Alessandro stayed in the kitchen for a long time after she’d gone, not knowing how to fix things but determined to try. He washed the dishes. Wiped down the counters. Found a sponge and scrubbed at a stain that had been there since before he arrived. Stupid, useless gestures. But they were something.
Eventually, her crying stopped. The silence that replaced it was worse.
Chapter Seventeen
That night, Marina reached for Alessandro.
She didn’t plan it, didn’t think it through. She crossed the living room where he sat on the couch, laptop forgotten, staring at nothing, and pressed herself against him like proximity could fix what words had broken.
He kissed her like a drowning man, desperate and grateful and a little terrified of being thrown a rope.
She climbed into his lap, deepening the kiss like she could solve something with proximity.
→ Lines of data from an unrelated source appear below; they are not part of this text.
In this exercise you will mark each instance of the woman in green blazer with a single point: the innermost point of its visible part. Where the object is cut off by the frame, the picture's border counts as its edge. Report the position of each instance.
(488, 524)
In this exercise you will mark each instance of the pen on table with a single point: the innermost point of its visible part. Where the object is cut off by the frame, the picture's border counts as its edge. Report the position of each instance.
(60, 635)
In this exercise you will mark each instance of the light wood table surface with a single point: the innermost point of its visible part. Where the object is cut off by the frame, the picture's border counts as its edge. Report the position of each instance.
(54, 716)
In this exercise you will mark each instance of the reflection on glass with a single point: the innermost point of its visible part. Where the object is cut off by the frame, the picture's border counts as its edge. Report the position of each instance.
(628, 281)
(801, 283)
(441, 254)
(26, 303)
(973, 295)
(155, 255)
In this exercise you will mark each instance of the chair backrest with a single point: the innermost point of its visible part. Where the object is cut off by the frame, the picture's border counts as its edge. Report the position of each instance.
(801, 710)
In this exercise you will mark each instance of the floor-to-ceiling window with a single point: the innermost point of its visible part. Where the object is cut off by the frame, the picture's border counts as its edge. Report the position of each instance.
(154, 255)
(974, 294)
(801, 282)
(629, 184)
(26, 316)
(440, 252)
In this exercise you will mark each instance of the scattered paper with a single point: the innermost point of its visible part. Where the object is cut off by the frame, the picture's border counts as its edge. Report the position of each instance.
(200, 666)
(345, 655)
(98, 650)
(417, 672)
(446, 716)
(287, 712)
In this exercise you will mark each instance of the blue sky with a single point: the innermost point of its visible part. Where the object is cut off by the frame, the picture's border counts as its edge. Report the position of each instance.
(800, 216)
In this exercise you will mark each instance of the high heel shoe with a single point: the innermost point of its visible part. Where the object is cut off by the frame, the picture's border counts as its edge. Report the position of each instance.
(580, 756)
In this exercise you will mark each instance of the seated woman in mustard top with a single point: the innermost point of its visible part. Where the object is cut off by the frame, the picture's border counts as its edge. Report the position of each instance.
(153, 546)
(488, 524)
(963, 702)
The laptop slid off the couch. Neither of them reached for it.
He kissed her back immediately. Desperate and grateful and wrong, wrong in a way she could feel but couldn’t name yet. His hands went to her hair, her waist, pulling her closer like the distance between them was a problem physics could fix.
She didn’t want to talk. Talking meant the hollow space. Talking meant acknowledging that she’d dampened the bond three days ago and hadn’t opened it back up and he’d noticed and hadn’t said anything and neither of them was going first.
His shirt came off. She pulled her own over her head without ceremony, without the slow undressing that used to make thisfeel like a conversation. This wasn’t a conversation. This was an attempt.
His hands found her skin and they were shaking. Not with desire. With relief. She felt the difference and wished she hadn’t.
“I’m sorry,” he breathed against her neck. “God, Marina, I’m so sorry…”
“Don’t.” She kissed him to stop the words. The apology made it worse. The apology was about him, about his guilt, about making himself feel better, and she didn’t have the energy to explain why that was the problem and not the solution. “Just don’t talk.”
He obeyed. Carried her to the bedroom they’d been occupying like polite strangers for three days. The bed was made with rigid, anxious neatness, his doing, another form of trying, of showing her he could be good, be careful, be whatever she needed. She didn’t want careful. She didn’t know what she wanted.
She wanted to feel close to him again. That was the whole of it. The wanting was simple. The execution was not.
He laid her down and covered her body with his, lean muscle and dragon-heat, and she reached for the place inside her where the bond lived.
She reached and found the wall she’d built.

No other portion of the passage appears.